Newcomb Art Museum’s current show, “NOT Supposed 2 Be Here,” poses several questions, not limited to, what qualifies as art. Is all art beautiful, and should it be meaningful? What form can it take? Who is allowed to produce it and where does it belong? The show explores four different takes on inclusion and identity drawn across notions of art, race, place and accessibility.
Brandan “BMike” Odums, who emerged post-Katrina as a social activist, using public art as his medium, is showcased in the museum on the former women’s college campus founded in the liberal arts. One might wonder if Odums’ first solo exhibition in a museum setting was not “supposed to be” since the forces of nature have seemingly conspired against it. Opening on Jan. 18, 2020, the exhibition was closed several months due to concerns about Covid-19, reopening to the public only last week. “NOT Supposed 2 Be Here” is now open, free of charge and by appointment until December 13.
Newcomb Museum pays tribute to the creative legacy of Newcomb College, whose art students were outsiders themselves. The now famous Arts & Crafts pottery was designed by women, 1895-1940, although the potters who worked the clay, threw the pots, fired the kiln and handled glazing were men. The pottery design was intended to serve as a potential livelihood for many graduates at a time when women usually did not work outside their homes. “We are all products of the people who came before us,” Odums says.
“The systems that we live in are the byproduct of someone’s imagination and now it’s going to take some type of imagination to get us out of those systems,” Odums says.
In a filmed talk with the museum’s director, Monica Ramirez-Montagut, Odums explained how he deliberately left the question up to viewers if his style of art belonged there. “Are you experiencing something that is not supposed to be here or expecting something that is supposed to be here?”
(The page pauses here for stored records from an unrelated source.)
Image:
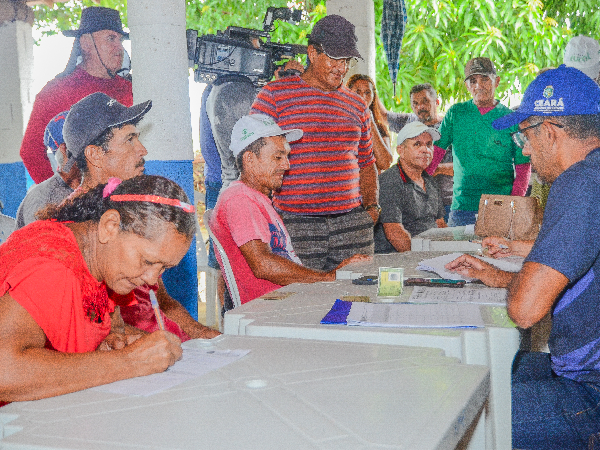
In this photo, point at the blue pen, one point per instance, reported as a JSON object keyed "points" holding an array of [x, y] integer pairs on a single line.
{"points": [[156, 308]]}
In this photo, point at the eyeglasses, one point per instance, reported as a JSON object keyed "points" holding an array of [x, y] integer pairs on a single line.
{"points": [[349, 62], [519, 137]]}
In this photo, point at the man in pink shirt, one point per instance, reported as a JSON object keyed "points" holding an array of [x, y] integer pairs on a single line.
{"points": [[244, 221], [94, 66]]}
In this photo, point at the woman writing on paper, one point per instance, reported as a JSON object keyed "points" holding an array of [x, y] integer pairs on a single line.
{"points": [[54, 275]]}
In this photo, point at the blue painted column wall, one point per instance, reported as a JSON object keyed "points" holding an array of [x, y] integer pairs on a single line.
{"points": [[181, 281]]}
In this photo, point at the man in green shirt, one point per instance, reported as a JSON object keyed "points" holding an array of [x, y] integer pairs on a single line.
{"points": [[486, 161]]}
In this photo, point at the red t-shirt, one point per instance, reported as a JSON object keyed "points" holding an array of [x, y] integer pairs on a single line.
{"points": [[43, 270], [57, 96], [241, 215], [52, 296], [136, 310]]}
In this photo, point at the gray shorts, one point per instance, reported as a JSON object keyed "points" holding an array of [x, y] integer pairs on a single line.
{"points": [[323, 242]]}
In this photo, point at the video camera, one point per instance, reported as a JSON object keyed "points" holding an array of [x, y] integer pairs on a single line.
{"points": [[242, 50]]}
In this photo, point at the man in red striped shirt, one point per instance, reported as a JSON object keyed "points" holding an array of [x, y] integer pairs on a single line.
{"points": [[329, 197]]}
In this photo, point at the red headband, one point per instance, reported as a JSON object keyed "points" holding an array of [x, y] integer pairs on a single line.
{"points": [[153, 199]]}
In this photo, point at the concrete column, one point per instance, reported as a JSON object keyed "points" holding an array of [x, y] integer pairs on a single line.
{"points": [[16, 98], [160, 73], [362, 15]]}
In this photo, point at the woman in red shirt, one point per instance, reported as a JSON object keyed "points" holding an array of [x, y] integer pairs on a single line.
{"points": [[54, 307]]}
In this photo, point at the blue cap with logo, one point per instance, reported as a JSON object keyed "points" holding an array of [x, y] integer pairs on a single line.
{"points": [[564, 91], [53, 133]]}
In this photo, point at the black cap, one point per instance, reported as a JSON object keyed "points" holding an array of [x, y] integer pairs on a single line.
{"points": [[336, 36], [91, 116], [97, 18]]}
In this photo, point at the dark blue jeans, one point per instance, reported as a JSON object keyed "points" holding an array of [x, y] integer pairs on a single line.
{"points": [[210, 199], [550, 411], [458, 218]]}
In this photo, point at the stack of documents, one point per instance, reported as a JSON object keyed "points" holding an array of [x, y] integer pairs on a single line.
{"points": [[476, 295], [424, 315]]}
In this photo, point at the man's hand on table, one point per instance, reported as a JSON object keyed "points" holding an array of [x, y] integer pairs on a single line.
{"points": [[469, 266]]}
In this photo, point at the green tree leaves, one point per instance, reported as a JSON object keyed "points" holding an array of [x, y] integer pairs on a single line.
{"points": [[520, 36]]}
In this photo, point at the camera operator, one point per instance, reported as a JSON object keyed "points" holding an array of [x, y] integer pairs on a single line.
{"points": [[223, 103], [329, 199]]}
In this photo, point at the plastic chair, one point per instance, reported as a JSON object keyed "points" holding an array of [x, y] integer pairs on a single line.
{"points": [[226, 266], [7, 226]]}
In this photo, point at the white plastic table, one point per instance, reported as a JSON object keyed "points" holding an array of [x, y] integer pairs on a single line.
{"points": [[299, 316], [449, 239], [285, 394]]}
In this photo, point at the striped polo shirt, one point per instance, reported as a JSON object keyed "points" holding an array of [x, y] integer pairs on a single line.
{"points": [[324, 165], [568, 243]]}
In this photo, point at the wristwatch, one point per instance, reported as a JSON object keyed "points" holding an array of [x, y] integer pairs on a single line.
{"points": [[373, 206]]}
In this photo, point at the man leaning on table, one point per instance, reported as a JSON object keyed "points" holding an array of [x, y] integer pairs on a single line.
{"points": [[246, 224], [410, 199], [556, 396]]}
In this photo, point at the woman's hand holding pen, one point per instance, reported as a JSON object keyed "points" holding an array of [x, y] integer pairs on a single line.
{"points": [[498, 247]]}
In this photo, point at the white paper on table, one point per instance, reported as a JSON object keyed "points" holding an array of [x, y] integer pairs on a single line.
{"points": [[415, 315], [481, 296], [437, 265], [193, 363]]}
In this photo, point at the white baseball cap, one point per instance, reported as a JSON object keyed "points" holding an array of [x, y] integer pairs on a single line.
{"points": [[583, 53], [255, 126], [414, 129]]}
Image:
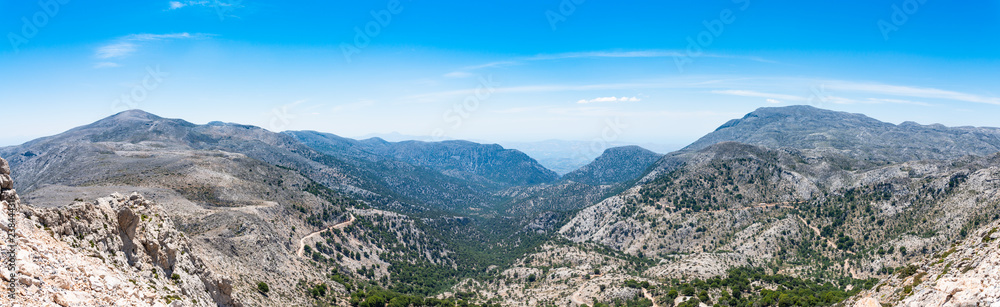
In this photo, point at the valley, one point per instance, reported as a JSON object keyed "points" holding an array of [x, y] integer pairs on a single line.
{"points": [[785, 206]]}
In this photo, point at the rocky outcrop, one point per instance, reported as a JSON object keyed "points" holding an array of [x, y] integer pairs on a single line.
{"points": [[967, 274], [50, 272], [135, 234]]}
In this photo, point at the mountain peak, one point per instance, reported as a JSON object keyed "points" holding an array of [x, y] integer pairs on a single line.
{"points": [[615, 165], [134, 114], [855, 135]]}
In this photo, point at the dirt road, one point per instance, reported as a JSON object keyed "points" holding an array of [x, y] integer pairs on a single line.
{"points": [[302, 242]]}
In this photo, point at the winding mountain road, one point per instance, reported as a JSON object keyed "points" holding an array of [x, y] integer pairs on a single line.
{"points": [[302, 242]]}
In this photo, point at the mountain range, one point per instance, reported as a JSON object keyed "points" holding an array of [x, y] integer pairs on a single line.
{"points": [[786, 199]]}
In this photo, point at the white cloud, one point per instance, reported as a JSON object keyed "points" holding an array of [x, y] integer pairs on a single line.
{"points": [[178, 4], [769, 96], [907, 91], [115, 50], [614, 54], [610, 99], [126, 45], [459, 74], [105, 65]]}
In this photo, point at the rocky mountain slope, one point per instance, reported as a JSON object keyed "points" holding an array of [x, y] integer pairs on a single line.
{"points": [[805, 210], [615, 165], [966, 274], [853, 135]]}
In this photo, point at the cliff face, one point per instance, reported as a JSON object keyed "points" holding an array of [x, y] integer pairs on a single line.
{"points": [[115, 251], [967, 274]]}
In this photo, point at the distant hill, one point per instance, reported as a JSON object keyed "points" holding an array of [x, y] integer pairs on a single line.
{"points": [[615, 165], [488, 164], [854, 135], [106, 151]]}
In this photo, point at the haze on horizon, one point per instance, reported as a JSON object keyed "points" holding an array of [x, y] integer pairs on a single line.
{"points": [[663, 73]]}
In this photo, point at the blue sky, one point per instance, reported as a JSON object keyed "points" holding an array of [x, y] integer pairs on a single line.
{"points": [[495, 70]]}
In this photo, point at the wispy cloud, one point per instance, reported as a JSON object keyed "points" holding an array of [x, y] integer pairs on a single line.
{"points": [[179, 4], [105, 65], [443, 95], [115, 50], [908, 91], [459, 74], [609, 99], [777, 98], [129, 44], [224, 8], [610, 54]]}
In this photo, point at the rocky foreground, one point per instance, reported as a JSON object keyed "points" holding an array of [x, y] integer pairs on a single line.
{"points": [[967, 274], [116, 251]]}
The exhibition follows his artistic evolution, attending New Orleans Center for Creative Arts (NOCCA) and studying film and video at the University of New Orleans. Later, as a camera operator for New Orleans Public Access Television (NOATV), he was exposed to important social and political issues of the day, which he credits as his “real life civics class.” In 2005, he founded 2-Cent Entertainment — a hip-hop oriented, grassroots, entertainment company that addressed problems in the community. 2-Cent created videos, “using the camera as a tool, as a weapon,” employed pop culture as a vehicle for positive change.
In 2008, Odums and 2-Cent Media produced “New Orleans for Sale,” a nationally recognized short film that argued Katrina-ravaged neighborhoods were victimized by the tourism industry to generate profits. In 2013, Odums gained more attention after illegally painting murals throughout the flooded and abandoned Florida Housing Development Project.
During Prospect 3, 35 artists took over Degaulle Manor, a 360-unit apartment complex on the West Bank that had been empty since Katrina, drawing 30,000 visitors. Street art appealed to Odums because it was accessible to the nearby residents. He began painting murals and portraits of people that mattered to him, including civil rights leaders, musicians, personal mentors, family members and friends.
At Newcomb Art Museum, his portraits include Black leaders such as Dr. Cornel West and W.E.B. Du Bois, grandparents, colleagues and bible subjects, as well as heroic action figures. A fan of comic books, Odums examines what it takes to be a hero. Basic survival today requires heroics. Super powers are required just to exist and do the work of democracy to make the world a better place, he says. “Heroism does not require a cape.”
The exhibition’s centerpiece is an enormous painting, Family Tree, showing a boy in the position of flying, lifted up by many hands. We may believe we are successful on our own merits, but Odums, who has researched his genealogy, credits preceding generations, post-enslavement. “You are where you are because of the sacrifices of those that went before you.”
Radical imagination is required to see beyond where we are to have hope beyond the horizon, he says.
If “NOT Supposed 2 Be Here” closes before you can get there, Odums’ Bywater museum, Studio BE, located at 2941 Royal St., is open Wed.-Sat., 2:00-8:00 p.m. Its show, Ephemeral Eternal features larger-than-life murals and room-sized installations focusing on the intersection between art and resistance.